Mercoledì 24 Aprile 2024

Trentenne si uccide in carcere

Il giovane, originario di Grosseto, stava scontando una pena nella struttura di Sollicciano, a Firenze

Carcere

Carcere

Grosseto, 24 novembre 2014 - SI È TOLTO la vita impiccandosi dietro le sbarre, e a scoprirlo è stato il suo compagno di cella. Nella notte tra sabato e domenica un trentaquatrenne, originario di Gavorrano (ma i suoi genitori abitano ancora a Grosseto), che era rinchiuso nel settimo braccio del carcere di Sollicciano, si è ucciso. L’uomo aveva appena concluso il percorso di disintossicazione con il metadone. Sabato sera prima della ritirata notturna, non aveva partecipato alle due ore di socializzazione previste dal regolamento carcerario di Sollicciano, e aveva preferito rimanere nella sua cella da solo. Poi, durante la notte, la tragica scoperta del compagno di cella, a cui lo legava una lunga amicizia, nata addirittura sui banchi di scuola.
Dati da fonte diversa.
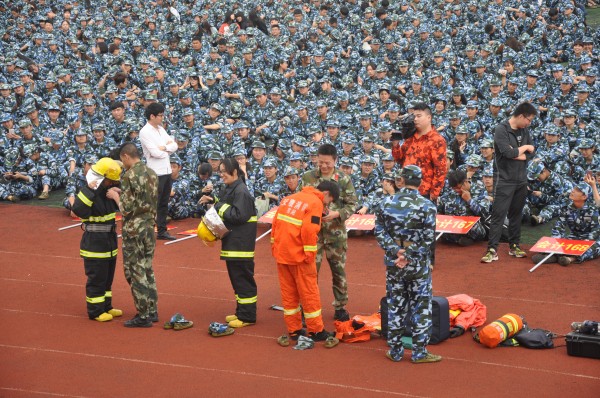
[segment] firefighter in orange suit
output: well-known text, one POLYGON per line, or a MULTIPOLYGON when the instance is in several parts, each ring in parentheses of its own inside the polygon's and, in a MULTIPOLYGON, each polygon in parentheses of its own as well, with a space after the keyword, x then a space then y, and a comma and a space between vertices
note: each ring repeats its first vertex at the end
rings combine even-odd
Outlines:
MULTIPOLYGON (((302 312, 311 339, 326 341, 330 337, 321 316, 315 257, 323 209, 338 197, 338 184, 323 181, 316 189, 305 187, 286 196, 273 218, 272 252, 277 261, 283 318, 292 340, 305 335, 302 312)), ((285 335, 280 337, 279 344, 288 345, 287 338, 285 335), (282 339, 284 341, 280 341, 282 339)))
"Il fatto, successo l’altra notte a Sollicciano, che segue di pochi giorni il suicidio di una donna di trent’anni che lascia tre figli, è la riprova che i tossicodipendenti non possono stare in carcere. Il progetto tra Regione e Provveditorato servirà a portare fuori cinquanta-sessanta di loro: seguiranno un percorso riabilitativo che prevede anche un avviamento professionale". A parlare così è Eros Cruccolini, garante dei detenuti, nominato dal sindaco di Firenze, Dario Nardella. «Quando un tossicodipendente muore in carcere è una sconfitta per tutti – prosegue nella sua analisi Cruccolini – . E’ inutile fare tanti giri di parole, i tossicodipendeti in carcere non ci devono stare. Per sperare in un loro recupero, questi soggetti debbono essere costantemente impegnati, sia intellettualmente che materialmente, e questo in carcere è possibile sono in minima parte. Rimanere inattivi li rende più facile preda dell’ansia e dell’incertezza per il futuro».

POI Cruccolini parla anche di quello che le istituzioni stanno già facendo per i tossicodipendenti dietro le sbarre. «Il Sert, grazie alla convenzione con il Provveditorato, sia dentro che fuori dal carcere, sta già facendo un buon lavoro – conclude il garante dei detenuti – Il lavoro è dignità, occorre che gli enti locali facciano più gare rivolte alle cooperative di tipo B, di cui possono far parte questi soggetti».